Question: Is Pindel slow for everyone, or should I review my command?
Hi all,

It has been almost 1 month since I started five pindel2vcf runs to convert the output of Pindel, which took more than 1 month itself to finish. I am using it on whole-genome results, so the amount of data is considerably high. However, I did not find anywhere written that the program is not meant to be used for whole-genome analyses.

My command was:

time { pindel -f reference.fa --config-file filename.config --output-prefix whatever --chromosome ALL --number_of_threads 12 --max_range_index 4 --report_inversions --report_duplications --report_long_insertions --report_breakpoints --report_close_mapped_reads --min_inversion_size 50 &> STDERR/pindel.stderr; } &> TIME/pindel.time & disown

Except for the 12 threads (couldn't help it), is it improvable in speed by adding something that I am not aware of?
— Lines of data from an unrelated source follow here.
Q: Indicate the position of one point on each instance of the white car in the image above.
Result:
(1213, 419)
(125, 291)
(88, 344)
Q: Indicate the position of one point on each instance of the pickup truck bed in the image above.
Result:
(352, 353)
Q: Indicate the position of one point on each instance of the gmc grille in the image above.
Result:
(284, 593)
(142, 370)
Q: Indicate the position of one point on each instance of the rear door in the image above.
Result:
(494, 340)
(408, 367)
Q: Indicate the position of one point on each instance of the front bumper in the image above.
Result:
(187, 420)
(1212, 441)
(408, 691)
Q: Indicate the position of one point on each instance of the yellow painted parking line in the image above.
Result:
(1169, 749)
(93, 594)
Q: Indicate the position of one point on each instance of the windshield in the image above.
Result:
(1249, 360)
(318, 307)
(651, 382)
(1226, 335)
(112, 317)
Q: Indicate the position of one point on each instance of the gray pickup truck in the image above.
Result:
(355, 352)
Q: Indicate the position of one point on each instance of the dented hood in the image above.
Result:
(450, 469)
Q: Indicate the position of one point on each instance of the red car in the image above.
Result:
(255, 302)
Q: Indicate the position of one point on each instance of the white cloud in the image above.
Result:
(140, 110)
Am I wrong on using it for whole-genome analyses?

My pindel2vcf command was:

time { pindel2vcf -p pindel_output_file -r reference.fa -R name_and_version -d date -v FINAL/deletions.vcf -mc 10 -he 0.2 -ho 0.8 --both_strands_supported --min_supporting_reads 4 --max_supporting_reads 50 &> STDERR/deletions.vcf.stderr; } &> TIME/deletions.vcf.time & disown

Is this also improvable?

How large is the pindel output file? Does your CPU support at least 12 parallel threads? Did you have free RAM at all times? If you processed the chromosomes individually, then you could have pindel2vcf'd output files in parallel. I've never used pindel so I can't really comment about your command line arguments..

The resources are not a problem, I'm working on a quite big cluster with many cores and a lot of memory always available, I think the problem is more related to Pindel itself.